2. Wanted (3,175 Theaters, 110 Minutes, Rated R): Now we come to a comic book movie that bares little resemblance to the comic book that inspired it. Instead of superpowered bad guys, we have a fraternity of less-colorful assassins.

This time, it might not be the fault of the producers. Mark Millar, writer of the comic this movie is based on, said that when he was shopping projects around to producers, it was an early version of the script and the characters were assassins, not supervillains. Yes, this project was shopped around way before the comic book even came out.

If you flip through the trade paperback the next time you are in the book store or comic shop, you can tell how desperately Millar and artist J.G. Jones wanted this film to become a movie. They did pre-casting in the comic. Wesley was drawn to look like rap star Eminem, who was hot off his 8 Mile film. Fox was drawn to look like Hallie Berry, and Wesley’s dad was drawn to look like Tommy Lee Jones.

Hollywood being what it is, Wesley is now James McAvoy, Fox is now Angelina Jolie, and while I’m not sure who is playing Wesley’s dad, Morgan Freeman has become Wesley’s boss/mentor in the film. I think that casting is a slight improvement over the casting.

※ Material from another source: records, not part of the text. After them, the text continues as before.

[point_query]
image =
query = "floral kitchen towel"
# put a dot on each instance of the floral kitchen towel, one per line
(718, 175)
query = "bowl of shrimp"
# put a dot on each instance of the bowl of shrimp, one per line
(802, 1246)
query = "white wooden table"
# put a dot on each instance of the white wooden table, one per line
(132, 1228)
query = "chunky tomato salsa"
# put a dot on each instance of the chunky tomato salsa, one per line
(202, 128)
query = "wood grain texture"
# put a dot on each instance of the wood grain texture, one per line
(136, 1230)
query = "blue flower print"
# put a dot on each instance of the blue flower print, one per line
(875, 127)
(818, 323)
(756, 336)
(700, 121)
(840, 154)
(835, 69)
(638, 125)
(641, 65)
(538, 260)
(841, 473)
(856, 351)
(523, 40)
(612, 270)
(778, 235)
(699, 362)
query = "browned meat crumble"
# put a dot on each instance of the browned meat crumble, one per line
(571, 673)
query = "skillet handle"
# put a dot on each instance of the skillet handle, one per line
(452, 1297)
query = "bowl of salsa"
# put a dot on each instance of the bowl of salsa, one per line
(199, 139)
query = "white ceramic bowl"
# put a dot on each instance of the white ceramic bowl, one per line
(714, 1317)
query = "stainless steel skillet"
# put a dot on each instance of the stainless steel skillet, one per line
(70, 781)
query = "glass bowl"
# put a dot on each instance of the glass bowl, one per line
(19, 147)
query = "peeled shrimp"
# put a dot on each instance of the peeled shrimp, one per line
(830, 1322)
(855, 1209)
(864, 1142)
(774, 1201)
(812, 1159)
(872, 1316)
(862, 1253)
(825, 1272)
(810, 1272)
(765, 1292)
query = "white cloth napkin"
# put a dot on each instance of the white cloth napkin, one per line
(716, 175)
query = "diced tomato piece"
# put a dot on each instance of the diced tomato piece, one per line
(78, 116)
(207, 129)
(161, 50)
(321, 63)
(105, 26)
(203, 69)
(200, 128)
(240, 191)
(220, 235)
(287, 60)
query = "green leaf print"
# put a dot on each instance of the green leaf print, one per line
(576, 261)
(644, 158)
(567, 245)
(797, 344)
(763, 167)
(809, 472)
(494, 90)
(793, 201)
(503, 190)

Another thing that has changed from the comic is the motivations of the characters. In the comic, they are evil through and through. There is no redeeming quality about them. As a matter of fact, that was the point. But since it is hard to market a film chock full of evil jerks, the characters become that rare breed of assassin who only kills to make the world better. See, even though they are cold-blooded murderers, they are good cold-blooded murderers.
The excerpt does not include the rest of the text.